Her friends told her it is temporary. They told her it is all in her mind. They told her she is actually okay. They said she just has to control her heart and mind.
When she said she’s tired, a friend told her to “get more sleep and eat well and exercise”.
When she said she feels low, a friend told her that she’s “the strong one”.
When she said she lost weight and she needs new pants, her friend told her to “wear belts”.
When she said she talked to doctor about it, her friend said “but you’re okay, right?”
So she stopped telling them. It is not their fault. Humans like to be listened to. And it takes a great deal of skills to really listen. She caught herself doing that to her friends too, sometimes. And maybe she notices much less than she actually really do that to her friends.
So she chose the easy way. She fakes smiles. She hangs out to laugh. She says she is okay every time people ask. She makes jokes when people ask why she looks so thin now.
She is afraid of herself. Or the demons in her mind. She can’t really distinguish. It is scary, what they say when she’s counting her pills. It is frightening, what they whisper when she’s riding her motorbike or driving.
So she chooses to cry. Because tears are suppose to release some hormones that calm her down. And because the sobs drown the voices of the demons, sometimes. And because she remember Allah every time tears roll down her cheeks.
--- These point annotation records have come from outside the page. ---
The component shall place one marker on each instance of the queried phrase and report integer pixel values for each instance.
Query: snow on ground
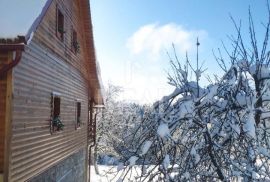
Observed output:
(109, 174)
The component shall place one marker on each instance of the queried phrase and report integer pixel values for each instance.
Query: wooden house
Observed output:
(49, 85)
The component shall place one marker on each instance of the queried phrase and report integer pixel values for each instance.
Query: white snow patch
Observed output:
(120, 180)
(186, 175)
(249, 125)
(132, 160)
(163, 130)
(120, 166)
(146, 147)
(166, 162)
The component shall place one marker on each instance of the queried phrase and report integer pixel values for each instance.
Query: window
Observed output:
(60, 25)
(78, 114)
(75, 46)
(56, 122)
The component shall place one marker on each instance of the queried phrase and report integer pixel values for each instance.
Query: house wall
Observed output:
(48, 65)
(3, 90)
(69, 170)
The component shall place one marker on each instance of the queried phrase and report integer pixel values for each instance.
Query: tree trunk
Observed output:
(96, 159)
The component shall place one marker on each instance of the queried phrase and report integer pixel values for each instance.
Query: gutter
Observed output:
(18, 48)
(93, 125)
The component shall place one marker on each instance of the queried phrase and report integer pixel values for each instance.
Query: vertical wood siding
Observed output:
(48, 65)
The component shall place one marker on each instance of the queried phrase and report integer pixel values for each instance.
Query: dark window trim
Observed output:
(60, 35)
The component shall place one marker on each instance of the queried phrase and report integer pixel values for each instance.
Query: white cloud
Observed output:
(153, 39)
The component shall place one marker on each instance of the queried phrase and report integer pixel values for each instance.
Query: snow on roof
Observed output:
(21, 17)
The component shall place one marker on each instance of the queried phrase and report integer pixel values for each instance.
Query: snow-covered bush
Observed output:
(221, 132)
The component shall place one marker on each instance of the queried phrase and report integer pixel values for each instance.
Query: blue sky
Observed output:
(132, 37)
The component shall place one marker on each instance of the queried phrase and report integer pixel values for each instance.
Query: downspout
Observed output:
(18, 49)
(90, 119)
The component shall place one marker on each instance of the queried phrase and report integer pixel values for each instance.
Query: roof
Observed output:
(22, 17)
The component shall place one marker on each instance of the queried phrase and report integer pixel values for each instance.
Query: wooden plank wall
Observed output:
(47, 66)
(3, 89)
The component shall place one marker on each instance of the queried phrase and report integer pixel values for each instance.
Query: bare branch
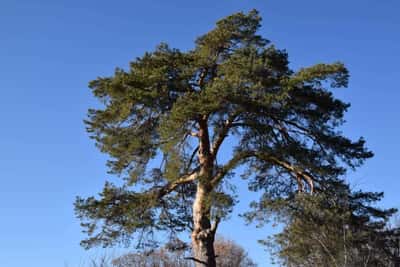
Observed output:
(182, 180)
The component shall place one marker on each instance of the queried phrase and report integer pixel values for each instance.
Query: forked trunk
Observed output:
(203, 234)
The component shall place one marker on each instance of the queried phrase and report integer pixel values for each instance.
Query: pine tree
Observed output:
(180, 108)
(336, 227)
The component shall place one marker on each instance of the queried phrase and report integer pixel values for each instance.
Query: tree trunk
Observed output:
(203, 234)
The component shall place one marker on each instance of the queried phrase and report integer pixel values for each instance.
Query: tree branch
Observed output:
(298, 172)
(171, 186)
(222, 134)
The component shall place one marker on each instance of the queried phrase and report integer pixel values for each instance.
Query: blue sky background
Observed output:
(49, 50)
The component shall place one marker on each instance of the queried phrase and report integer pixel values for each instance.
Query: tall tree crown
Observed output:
(181, 106)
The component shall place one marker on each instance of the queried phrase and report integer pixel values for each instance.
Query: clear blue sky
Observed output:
(49, 50)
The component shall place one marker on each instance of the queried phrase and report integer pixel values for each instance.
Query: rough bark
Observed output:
(203, 233)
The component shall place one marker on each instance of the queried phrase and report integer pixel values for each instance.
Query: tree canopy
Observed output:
(164, 120)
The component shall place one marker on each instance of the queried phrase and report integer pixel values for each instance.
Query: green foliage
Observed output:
(233, 82)
(333, 228)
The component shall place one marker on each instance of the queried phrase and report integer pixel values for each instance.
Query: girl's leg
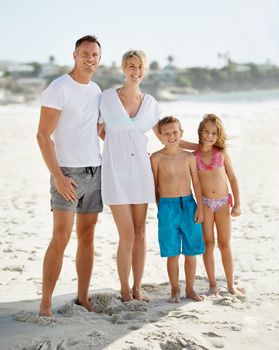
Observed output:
(223, 225)
(208, 256)
(173, 272)
(122, 215)
(139, 212)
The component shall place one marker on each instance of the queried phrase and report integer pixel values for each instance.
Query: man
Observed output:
(69, 111)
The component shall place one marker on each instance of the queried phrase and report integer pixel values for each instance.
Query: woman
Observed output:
(127, 180)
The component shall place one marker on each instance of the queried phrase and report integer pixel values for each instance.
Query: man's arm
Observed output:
(197, 189)
(48, 120)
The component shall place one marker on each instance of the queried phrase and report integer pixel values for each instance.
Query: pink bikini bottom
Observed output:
(217, 203)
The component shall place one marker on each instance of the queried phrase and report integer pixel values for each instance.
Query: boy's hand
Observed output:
(236, 211)
(198, 215)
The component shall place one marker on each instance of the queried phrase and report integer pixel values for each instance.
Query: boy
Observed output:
(179, 217)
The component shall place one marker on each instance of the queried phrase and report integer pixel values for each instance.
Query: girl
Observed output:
(214, 168)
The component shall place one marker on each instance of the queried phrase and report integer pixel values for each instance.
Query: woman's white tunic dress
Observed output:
(126, 169)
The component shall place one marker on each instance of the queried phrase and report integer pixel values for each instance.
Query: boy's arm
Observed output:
(236, 211)
(155, 168)
(48, 120)
(192, 146)
(197, 189)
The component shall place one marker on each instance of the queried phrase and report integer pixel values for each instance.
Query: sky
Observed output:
(192, 31)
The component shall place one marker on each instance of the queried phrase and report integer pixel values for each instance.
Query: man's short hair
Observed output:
(90, 38)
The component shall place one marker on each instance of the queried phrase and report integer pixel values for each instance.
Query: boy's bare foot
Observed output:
(86, 304)
(191, 294)
(45, 312)
(126, 296)
(213, 290)
(236, 291)
(137, 294)
(174, 298)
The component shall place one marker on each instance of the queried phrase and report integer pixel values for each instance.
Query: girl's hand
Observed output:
(198, 215)
(236, 211)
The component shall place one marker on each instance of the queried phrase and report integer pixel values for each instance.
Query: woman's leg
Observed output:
(139, 212)
(208, 256)
(123, 218)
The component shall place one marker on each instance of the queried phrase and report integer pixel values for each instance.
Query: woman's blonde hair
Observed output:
(221, 135)
(133, 54)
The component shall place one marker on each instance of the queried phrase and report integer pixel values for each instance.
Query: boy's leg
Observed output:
(139, 212)
(190, 276)
(62, 227)
(173, 272)
(85, 256)
(123, 218)
(209, 241)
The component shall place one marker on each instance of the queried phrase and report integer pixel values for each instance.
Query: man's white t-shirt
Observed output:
(75, 136)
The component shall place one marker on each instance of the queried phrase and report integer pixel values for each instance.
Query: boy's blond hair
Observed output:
(168, 120)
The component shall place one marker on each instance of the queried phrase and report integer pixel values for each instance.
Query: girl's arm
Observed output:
(197, 189)
(234, 185)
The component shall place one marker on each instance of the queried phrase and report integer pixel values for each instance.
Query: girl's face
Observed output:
(209, 134)
(134, 71)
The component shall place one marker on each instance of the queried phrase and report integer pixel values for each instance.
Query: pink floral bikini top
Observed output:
(216, 160)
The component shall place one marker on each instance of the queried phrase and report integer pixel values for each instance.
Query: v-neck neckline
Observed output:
(132, 119)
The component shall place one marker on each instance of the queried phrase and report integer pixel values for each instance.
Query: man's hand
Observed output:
(65, 186)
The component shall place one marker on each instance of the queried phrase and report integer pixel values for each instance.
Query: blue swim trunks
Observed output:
(178, 233)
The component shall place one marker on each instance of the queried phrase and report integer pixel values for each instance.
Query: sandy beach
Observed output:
(221, 321)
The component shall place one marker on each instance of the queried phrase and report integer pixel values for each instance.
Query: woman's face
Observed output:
(134, 71)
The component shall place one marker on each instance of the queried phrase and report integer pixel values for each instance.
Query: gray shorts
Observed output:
(89, 198)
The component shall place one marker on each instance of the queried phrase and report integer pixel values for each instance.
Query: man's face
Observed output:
(87, 57)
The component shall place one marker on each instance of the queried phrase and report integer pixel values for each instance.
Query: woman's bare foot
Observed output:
(213, 290)
(175, 297)
(137, 294)
(86, 304)
(191, 294)
(236, 291)
(126, 296)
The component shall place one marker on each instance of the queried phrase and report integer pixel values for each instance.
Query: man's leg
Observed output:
(62, 228)
(85, 256)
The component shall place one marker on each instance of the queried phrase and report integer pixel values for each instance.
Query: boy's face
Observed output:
(170, 134)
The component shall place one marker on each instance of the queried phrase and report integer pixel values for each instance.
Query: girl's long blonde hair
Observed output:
(221, 135)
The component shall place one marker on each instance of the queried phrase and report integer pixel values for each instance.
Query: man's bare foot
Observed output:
(86, 304)
(126, 295)
(174, 298)
(191, 294)
(213, 290)
(137, 294)
(236, 291)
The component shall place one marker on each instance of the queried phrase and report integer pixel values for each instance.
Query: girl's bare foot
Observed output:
(174, 298)
(191, 294)
(137, 294)
(126, 296)
(236, 291)
(213, 290)
(45, 312)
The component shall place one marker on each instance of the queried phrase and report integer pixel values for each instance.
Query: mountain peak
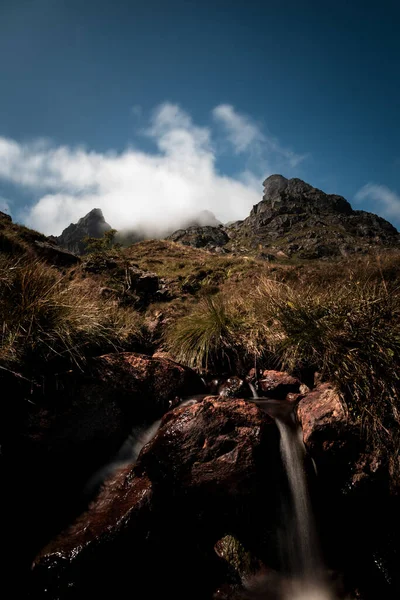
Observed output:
(93, 224)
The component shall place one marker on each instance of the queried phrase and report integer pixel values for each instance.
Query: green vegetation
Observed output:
(220, 312)
(46, 317)
(100, 245)
(207, 336)
(342, 323)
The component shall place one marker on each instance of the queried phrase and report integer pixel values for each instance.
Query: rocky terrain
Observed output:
(296, 220)
(174, 337)
(91, 225)
(293, 220)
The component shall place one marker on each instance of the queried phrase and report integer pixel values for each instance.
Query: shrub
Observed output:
(348, 332)
(44, 317)
(207, 336)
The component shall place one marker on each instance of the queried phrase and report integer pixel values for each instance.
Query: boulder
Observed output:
(212, 468)
(278, 384)
(59, 433)
(356, 508)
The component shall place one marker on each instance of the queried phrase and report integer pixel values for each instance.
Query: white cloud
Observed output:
(4, 205)
(247, 136)
(386, 201)
(153, 191)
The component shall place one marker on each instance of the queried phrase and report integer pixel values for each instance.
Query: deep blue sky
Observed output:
(323, 77)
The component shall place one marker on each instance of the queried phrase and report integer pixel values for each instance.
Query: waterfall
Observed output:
(304, 579)
(303, 551)
(253, 390)
(127, 454)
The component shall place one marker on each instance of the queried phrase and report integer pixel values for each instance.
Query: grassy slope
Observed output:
(339, 318)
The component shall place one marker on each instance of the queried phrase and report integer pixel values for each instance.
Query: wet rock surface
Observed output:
(54, 439)
(278, 384)
(355, 503)
(213, 467)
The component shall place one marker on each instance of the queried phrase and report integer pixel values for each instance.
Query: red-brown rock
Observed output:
(322, 416)
(277, 384)
(208, 464)
(62, 432)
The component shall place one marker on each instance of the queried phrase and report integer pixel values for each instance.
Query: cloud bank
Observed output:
(153, 191)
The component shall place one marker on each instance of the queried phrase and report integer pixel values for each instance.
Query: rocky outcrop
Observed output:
(208, 464)
(209, 238)
(278, 384)
(91, 225)
(356, 505)
(54, 436)
(300, 220)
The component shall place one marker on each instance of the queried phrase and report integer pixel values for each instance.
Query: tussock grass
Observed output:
(43, 316)
(346, 327)
(350, 333)
(207, 336)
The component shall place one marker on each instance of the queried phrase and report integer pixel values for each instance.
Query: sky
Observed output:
(154, 110)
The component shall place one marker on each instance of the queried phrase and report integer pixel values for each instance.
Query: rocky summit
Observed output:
(91, 225)
(295, 219)
(299, 220)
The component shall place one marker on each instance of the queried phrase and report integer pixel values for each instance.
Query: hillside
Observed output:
(94, 348)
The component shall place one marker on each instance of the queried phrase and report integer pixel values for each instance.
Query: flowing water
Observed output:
(298, 540)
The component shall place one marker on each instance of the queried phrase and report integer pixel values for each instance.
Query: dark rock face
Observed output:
(300, 220)
(54, 438)
(205, 237)
(278, 384)
(92, 225)
(208, 464)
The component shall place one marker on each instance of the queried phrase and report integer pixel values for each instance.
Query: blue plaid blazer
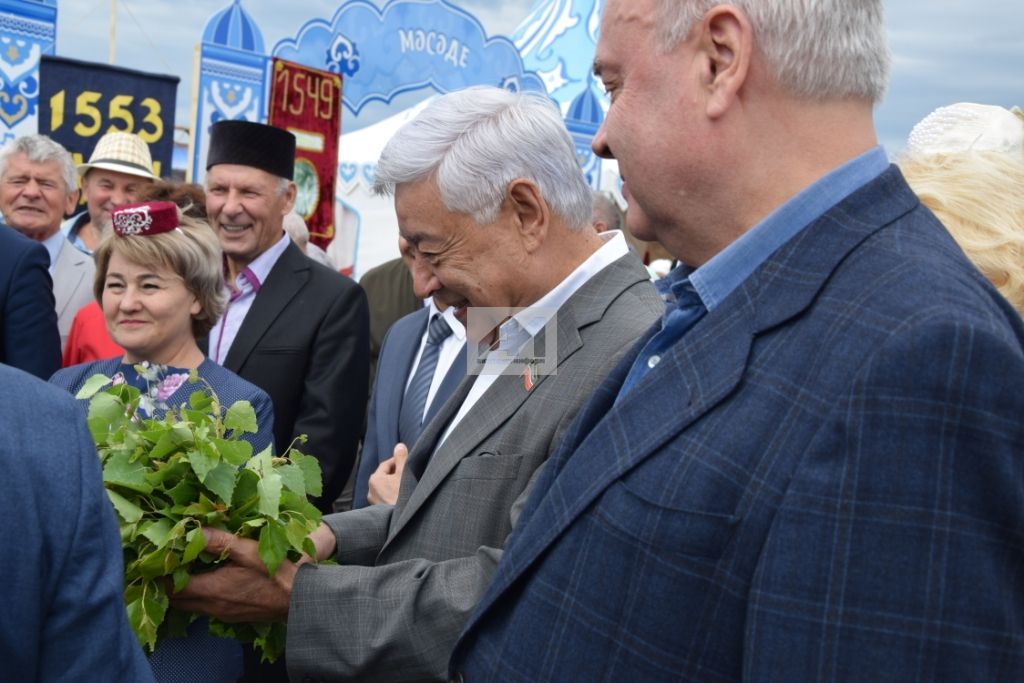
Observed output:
(821, 482)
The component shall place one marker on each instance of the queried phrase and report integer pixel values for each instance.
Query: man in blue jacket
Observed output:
(29, 337)
(62, 605)
(810, 469)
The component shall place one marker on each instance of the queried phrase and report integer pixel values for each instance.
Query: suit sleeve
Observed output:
(385, 624)
(899, 544)
(31, 339)
(334, 400)
(89, 587)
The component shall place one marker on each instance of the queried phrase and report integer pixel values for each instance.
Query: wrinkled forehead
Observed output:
(236, 175)
(19, 164)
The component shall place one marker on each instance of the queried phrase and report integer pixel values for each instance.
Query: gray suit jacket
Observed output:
(73, 275)
(409, 577)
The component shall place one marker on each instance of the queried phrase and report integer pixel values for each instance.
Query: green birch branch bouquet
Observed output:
(170, 475)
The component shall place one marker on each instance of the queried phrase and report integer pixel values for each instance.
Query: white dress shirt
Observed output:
(525, 325)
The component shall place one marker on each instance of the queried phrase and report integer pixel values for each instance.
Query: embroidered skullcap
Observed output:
(256, 144)
(144, 218)
(968, 127)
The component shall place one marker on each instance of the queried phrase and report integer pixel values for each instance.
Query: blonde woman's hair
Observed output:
(192, 251)
(979, 196)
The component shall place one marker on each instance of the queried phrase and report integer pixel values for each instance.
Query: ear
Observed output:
(530, 211)
(290, 195)
(726, 47)
(71, 202)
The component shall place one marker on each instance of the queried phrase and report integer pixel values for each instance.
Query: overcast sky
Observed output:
(944, 50)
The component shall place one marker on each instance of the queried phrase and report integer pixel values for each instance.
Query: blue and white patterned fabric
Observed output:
(199, 657)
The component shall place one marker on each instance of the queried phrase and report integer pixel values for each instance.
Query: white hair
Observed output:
(475, 141)
(40, 150)
(819, 49)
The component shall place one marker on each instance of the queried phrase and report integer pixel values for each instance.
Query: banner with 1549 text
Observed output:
(307, 102)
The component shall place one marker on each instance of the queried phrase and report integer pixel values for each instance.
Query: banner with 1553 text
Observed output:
(80, 101)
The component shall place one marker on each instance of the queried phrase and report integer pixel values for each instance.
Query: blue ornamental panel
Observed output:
(557, 40)
(28, 31)
(232, 79)
(407, 46)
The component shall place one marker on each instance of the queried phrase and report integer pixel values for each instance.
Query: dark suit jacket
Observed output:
(304, 341)
(389, 292)
(821, 481)
(397, 353)
(61, 609)
(29, 337)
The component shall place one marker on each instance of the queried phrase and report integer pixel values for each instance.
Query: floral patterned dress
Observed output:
(199, 657)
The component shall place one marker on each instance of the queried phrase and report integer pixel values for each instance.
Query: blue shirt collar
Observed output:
(726, 270)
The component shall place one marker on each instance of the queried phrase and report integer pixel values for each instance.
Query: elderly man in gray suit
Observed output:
(491, 197)
(37, 187)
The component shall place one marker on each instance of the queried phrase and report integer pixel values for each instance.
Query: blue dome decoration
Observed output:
(586, 108)
(233, 28)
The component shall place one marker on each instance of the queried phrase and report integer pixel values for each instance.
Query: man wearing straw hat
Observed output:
(120, 164)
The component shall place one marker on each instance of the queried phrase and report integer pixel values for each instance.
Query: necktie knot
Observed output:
(438, 331)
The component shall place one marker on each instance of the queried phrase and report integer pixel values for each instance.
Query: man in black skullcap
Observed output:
(294, 328)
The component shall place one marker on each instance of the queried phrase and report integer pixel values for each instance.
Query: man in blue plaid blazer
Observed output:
(811, 469)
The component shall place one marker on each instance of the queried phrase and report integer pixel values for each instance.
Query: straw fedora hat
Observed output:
(123, 153)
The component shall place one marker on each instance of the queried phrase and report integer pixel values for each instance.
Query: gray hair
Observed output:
(40, 150)
(818, 49)
(475, 141)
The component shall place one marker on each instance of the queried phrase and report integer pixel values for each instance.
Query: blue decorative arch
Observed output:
(28, 31)
(232, 78)
(406, 46)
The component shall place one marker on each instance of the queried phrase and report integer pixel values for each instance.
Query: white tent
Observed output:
(367, 229)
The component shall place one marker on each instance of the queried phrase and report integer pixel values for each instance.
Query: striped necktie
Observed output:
(414, 403)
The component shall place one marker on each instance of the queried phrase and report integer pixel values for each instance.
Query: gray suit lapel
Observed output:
(69, 271)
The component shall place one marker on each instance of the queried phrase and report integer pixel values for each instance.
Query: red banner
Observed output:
(307, 102)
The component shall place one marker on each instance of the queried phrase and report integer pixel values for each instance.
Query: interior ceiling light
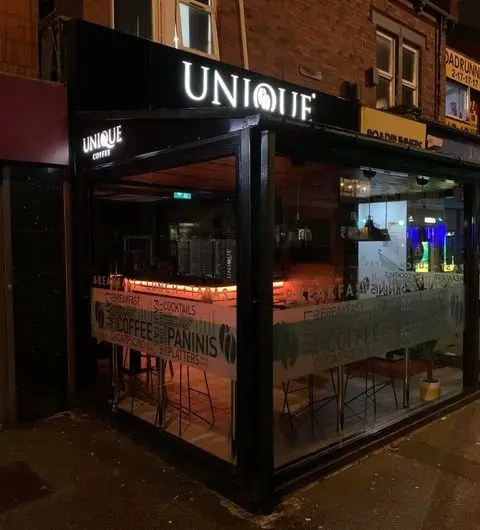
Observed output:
(370, 232)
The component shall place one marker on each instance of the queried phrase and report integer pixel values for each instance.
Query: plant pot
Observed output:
(429, 390)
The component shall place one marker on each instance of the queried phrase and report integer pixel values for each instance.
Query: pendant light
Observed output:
(370, 232)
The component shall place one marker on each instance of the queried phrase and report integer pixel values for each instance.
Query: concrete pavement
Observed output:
(92, 477)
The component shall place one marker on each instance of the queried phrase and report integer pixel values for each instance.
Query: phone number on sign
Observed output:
(464, 78)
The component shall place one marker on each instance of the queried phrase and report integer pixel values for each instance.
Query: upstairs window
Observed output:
(386, 70)
(398, 72)
(410, 73)
(195, 28)
(187, 24)
(133, 17)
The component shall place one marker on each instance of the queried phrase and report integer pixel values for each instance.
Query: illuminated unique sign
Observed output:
(208, 85)
(182, 195)
(101, 143)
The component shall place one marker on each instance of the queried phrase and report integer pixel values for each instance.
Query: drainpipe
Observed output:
(243, 34)
(444, 21)
(438, 67)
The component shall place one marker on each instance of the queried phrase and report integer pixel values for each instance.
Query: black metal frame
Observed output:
(254, 446)
(255, 482)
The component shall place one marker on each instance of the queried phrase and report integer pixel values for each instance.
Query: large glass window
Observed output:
(369, 300)
(164, 299)
(386, 70)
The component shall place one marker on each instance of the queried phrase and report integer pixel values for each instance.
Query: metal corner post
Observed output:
(255, 317)
(8, 409)
(472, 287)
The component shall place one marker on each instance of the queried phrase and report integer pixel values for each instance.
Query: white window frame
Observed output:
(416, 71)
(211, 9)
(156, 29)
(389, 76)
(467, 103)
(166, 24)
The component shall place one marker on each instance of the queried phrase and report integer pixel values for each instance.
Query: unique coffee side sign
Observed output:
(100, 144)
(219, 89)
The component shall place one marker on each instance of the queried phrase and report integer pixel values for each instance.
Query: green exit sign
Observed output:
(182, 195)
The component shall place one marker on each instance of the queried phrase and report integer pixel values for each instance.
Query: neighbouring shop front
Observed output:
(462, 91)
(269, 278)
(34, 303)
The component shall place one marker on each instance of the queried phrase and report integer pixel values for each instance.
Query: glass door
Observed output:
(164, 299)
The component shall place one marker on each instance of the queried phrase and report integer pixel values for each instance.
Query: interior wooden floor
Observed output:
(205, 419)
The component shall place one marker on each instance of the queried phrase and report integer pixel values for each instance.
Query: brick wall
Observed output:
(337, 38)
(18, 37)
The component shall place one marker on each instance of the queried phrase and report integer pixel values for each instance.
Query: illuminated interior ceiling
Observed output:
(390, 183)
(313, 185)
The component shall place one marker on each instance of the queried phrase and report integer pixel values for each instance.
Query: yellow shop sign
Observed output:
(391, 128)
(462, 69)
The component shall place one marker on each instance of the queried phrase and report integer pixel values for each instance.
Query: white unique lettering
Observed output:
(246, 92)
(304, 110)
(281, 101)
(227, 89)
(294, 104)
(188, 82)
(218, 82)
(264, 97)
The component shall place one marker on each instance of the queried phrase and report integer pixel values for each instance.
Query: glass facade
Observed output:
(168, 240)
(369, 319)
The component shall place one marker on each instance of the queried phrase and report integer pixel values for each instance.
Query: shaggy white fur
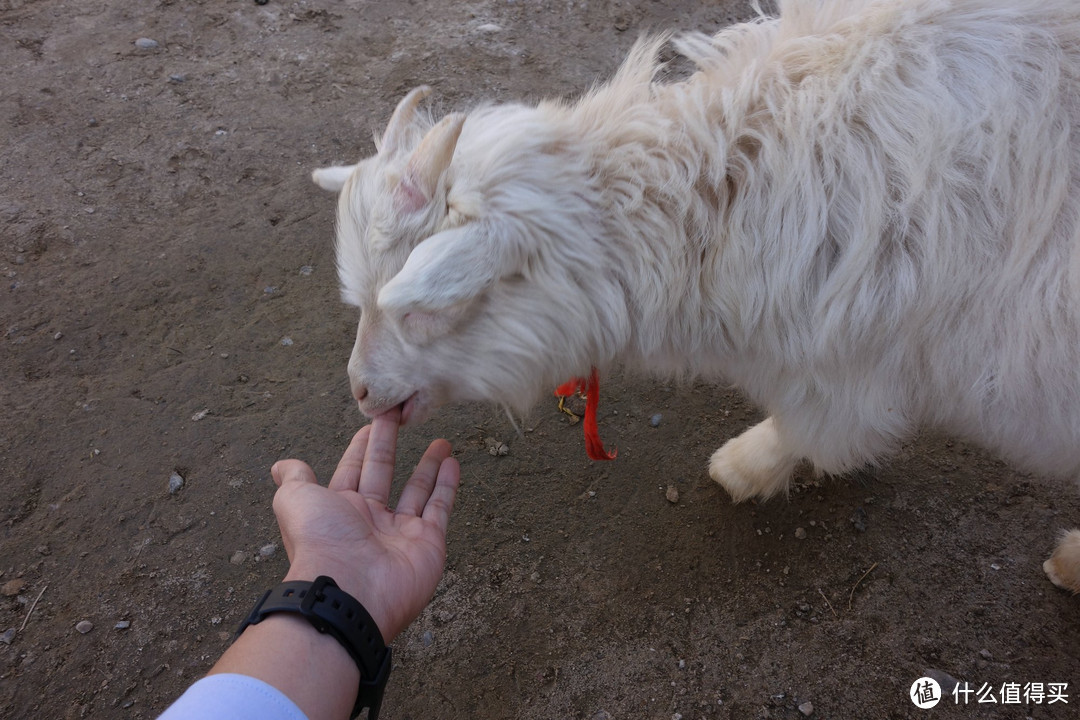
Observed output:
(863, 213)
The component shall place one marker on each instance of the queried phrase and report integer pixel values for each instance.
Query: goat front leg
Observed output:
(755, 464)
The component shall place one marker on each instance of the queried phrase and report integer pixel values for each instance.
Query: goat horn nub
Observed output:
(404, 113)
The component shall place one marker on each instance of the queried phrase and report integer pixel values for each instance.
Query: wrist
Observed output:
(349, 581)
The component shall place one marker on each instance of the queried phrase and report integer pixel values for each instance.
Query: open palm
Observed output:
(389, 559)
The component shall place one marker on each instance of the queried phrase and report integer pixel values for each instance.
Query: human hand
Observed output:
(391, 560)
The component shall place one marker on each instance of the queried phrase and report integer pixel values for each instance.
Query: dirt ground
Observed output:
(170, 307)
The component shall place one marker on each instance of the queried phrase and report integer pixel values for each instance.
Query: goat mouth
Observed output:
(409, 408)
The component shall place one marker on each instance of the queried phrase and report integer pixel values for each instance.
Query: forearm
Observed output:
(310, 668)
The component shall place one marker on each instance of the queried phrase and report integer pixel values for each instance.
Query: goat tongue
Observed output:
(591, 390)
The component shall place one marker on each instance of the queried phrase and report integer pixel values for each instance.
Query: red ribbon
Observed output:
(591, 389)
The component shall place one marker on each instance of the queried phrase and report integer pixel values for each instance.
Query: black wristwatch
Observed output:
(335, 612)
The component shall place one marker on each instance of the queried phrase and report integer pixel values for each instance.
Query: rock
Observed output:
(859, 519)
(13, 587)
(175, 484)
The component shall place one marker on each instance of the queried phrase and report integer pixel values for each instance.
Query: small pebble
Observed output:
(859, 519)
(13, 587)
(175, 484)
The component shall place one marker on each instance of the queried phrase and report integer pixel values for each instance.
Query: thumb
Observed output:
(292, 471)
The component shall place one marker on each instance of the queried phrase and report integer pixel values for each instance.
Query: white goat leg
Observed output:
(755, 464)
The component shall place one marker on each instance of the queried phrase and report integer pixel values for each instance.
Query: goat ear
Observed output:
(402, 119)
(333, 178)
(448, 269)
(417, 186)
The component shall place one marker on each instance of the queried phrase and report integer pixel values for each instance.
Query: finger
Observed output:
(439, 507)
(377, 472)
(347, 475)
(418, 489)
(292, 471)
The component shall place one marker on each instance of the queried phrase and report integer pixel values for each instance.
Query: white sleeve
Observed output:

She gets out of bed. She wipes tears off her cheeks. “I must go to work”, she tells herself. She looks in the mirror. She pats her cheeks. She smiles at her reflection. The tears have come out again.
“Five more minutes”, she said. “I’ll sleep for five more minutes and it’ll go away.” She pats her cheeks again.
She goes back to bed. As she drifts to sleep, she hopes she is just lazy. She hopes that if laziness can kill, it will do that to her in her sleep. And she lost consciousness.